Antike Mythologie einmal etwas anders als im Latein- und Griechisch-Unterricht erlebten die Elftklässerinnen und Elftklässer bei einer Lesung anlässlich des bundesweiten Vorlesetags mit der Autorin Lucia Herbst. 

Sie gab eine sehr ansprechende Kostprobe aus ihrem Debütroman „Medusa: Verdammt lebendig“ zum Besten, der gerade erst an der Frankfurter Buchmesse mit dem SERAPH-Preis in der Kategorie „bestes Debüt“ ausgezeichnet wurde. Die Gorgone Medusa lebt in diesem Fantasyroman in der Gegenwart in Köln. Hier musste sie sich jahrtausendelang vor den Göttern und Menschen verstecken und hat es nun satt, das Monster ihrer eigenen tragischen Geschichte zu sein. So wagt sie das Undenkbare: Sie stellt Poseidon und Athene, die Götter des Olymps, die sie zum Monster gemacht haben, vor ein internationales Göttergericht. Dieser unerhörte Vorfall sorgt unter den Unsterblichen dieser Welt für einen Aufruhr, denn Medusa ist nicht die Einzige, die etwas zu sagen hat gegen die Ungerechtigkeiten der Götterwelt. Wer an der feministischen Neudeutung griechischer Mythen à la Madeline Miller Gefallen gefunden hat, kann sich freuen, denn Band 2 und 3, in welchen die Göttinnen Persephone und Psyche zu Wort kommen, stehen im Piper-Verlag kurz vor der Veröffentlichung.

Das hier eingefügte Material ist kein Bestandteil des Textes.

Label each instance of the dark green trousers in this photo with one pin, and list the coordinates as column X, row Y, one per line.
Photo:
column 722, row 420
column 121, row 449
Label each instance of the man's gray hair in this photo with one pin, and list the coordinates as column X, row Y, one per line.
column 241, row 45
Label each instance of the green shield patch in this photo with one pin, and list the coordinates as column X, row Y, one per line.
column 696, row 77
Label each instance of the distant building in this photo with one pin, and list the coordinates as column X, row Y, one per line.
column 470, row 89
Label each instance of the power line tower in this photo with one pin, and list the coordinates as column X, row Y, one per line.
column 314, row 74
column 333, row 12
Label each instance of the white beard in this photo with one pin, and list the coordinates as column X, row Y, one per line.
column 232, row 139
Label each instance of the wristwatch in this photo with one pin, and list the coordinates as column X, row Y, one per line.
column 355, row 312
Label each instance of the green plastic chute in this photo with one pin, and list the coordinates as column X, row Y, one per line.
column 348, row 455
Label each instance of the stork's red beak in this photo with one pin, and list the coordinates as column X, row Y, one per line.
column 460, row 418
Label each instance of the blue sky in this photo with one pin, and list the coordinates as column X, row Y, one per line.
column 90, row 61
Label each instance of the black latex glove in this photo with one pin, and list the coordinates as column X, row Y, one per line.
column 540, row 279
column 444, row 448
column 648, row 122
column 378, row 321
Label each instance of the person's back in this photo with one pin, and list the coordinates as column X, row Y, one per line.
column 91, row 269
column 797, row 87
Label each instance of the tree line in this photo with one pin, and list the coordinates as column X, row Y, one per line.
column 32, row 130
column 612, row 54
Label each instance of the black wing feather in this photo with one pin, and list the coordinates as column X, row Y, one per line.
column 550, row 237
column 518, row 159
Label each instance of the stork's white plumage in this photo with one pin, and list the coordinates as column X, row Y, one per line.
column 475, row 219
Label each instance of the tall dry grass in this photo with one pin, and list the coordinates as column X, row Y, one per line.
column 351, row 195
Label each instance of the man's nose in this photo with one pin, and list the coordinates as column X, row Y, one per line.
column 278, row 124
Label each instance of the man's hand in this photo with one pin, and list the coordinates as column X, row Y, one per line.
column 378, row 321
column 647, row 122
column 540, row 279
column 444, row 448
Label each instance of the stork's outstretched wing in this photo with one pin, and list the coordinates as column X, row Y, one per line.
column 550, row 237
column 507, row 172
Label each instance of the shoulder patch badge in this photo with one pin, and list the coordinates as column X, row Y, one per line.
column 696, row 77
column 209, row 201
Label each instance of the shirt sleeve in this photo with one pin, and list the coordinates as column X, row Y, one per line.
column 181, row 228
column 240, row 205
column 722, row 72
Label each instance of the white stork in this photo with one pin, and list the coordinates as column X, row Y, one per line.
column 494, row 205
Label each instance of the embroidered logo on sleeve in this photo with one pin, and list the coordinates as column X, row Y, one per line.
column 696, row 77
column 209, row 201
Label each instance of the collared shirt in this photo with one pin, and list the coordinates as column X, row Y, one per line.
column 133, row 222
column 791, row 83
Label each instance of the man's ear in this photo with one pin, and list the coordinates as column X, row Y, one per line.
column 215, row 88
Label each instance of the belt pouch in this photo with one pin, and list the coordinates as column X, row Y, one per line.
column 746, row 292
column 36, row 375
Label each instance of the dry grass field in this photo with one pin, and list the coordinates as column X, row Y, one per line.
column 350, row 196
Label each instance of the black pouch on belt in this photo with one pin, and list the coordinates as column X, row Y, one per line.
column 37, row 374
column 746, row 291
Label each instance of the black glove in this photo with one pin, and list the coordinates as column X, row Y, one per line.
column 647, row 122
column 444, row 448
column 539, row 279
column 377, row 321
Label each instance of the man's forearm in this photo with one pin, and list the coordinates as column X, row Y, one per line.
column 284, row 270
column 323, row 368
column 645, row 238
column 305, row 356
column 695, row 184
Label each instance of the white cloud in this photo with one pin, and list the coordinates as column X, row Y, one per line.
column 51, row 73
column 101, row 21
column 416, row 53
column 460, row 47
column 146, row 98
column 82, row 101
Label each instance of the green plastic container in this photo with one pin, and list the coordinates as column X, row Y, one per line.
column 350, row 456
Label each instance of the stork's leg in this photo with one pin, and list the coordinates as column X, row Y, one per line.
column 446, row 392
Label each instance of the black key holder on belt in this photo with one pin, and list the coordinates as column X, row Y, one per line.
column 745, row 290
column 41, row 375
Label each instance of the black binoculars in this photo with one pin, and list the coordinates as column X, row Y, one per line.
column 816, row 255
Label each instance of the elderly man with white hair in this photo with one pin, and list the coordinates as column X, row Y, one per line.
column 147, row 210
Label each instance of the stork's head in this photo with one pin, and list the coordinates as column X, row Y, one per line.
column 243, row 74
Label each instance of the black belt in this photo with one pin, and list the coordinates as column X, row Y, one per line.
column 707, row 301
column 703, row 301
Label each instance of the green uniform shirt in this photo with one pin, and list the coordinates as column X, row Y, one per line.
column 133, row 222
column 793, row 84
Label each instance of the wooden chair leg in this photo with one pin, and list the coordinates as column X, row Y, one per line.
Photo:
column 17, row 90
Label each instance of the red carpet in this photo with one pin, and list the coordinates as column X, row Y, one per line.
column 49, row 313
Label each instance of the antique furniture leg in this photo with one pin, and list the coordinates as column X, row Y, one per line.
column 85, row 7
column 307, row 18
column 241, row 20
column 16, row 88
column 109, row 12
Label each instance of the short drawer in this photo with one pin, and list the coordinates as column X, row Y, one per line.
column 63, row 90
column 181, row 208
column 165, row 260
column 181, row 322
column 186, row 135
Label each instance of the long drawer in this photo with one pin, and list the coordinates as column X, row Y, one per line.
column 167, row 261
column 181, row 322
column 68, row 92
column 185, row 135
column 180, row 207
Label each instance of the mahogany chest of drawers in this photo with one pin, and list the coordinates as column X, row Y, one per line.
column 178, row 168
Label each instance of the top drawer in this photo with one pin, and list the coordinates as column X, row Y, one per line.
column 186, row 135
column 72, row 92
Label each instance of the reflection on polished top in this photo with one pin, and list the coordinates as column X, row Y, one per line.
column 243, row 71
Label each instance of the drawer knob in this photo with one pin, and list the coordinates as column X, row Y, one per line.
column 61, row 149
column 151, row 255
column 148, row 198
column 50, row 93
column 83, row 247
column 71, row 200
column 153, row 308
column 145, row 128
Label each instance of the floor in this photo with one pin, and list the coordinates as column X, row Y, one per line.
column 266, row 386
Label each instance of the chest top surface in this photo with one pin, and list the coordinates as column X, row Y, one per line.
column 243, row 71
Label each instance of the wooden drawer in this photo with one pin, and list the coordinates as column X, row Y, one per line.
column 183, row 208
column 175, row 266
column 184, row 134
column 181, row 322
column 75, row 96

Das Besondere an der Lesung am A-E-G war, dass die mit ihrer Familie in München lebende Schriftstellerin, die in ihrem „anderen Leben“ Ärztin ist und als medizinische Gutachterin arbeitet, ursprünglich aus Hainsfarth stammt. Sie machte vor einigen Jahren am Albrecht-Ernst-Gymnasium Abitur. Hier kam sie auch mit den griechischen Mythen in Kontakt und empfand bereits damals bei der Schullektüre ein großes Unwohlsein gegenüber der von ihr so konstatierten Frauenfeindlichkeit in der griechischen Sagenwelt.

Im Rahmen ihrer Darbietung zog sie für die Zuhörerinnen und Zuhörern dabei anhand der Begriffe „Rape Culture“ (= soziale Milieus oder Gesellschaften, in denen Vergewaltigungen und andere Formen sexualisierter Gewalt verbreitet sind und weitgehend toleriert oder geduldet werden.), „Victim Blaming“ (= Umkehr von Täter und Opfer) sowie „Misogynie“ (= Frauenfeindlichkeit) erschreckende Parallelen zwischen der antiken Sagenwelt und unserer Gegenwart, in der erst durch die „Me Too“-Bewegung der letzten Jahre ein Bewusstsein für die Problematik geschaffen worden ist: Eine kürzlich veröffentlichte Studie belegt, dass eine von drei Frauen in Deutschland bereits Opfer sexueller Belästigung wurde. Lucia Herbst wies das Publikum in diesem Zusammenhang darauf hin, dass solche schrecklichen Taten in den Gedanken der Täter beginnen und sich auch in der sorglos verwendeten Sprache zeigen würden.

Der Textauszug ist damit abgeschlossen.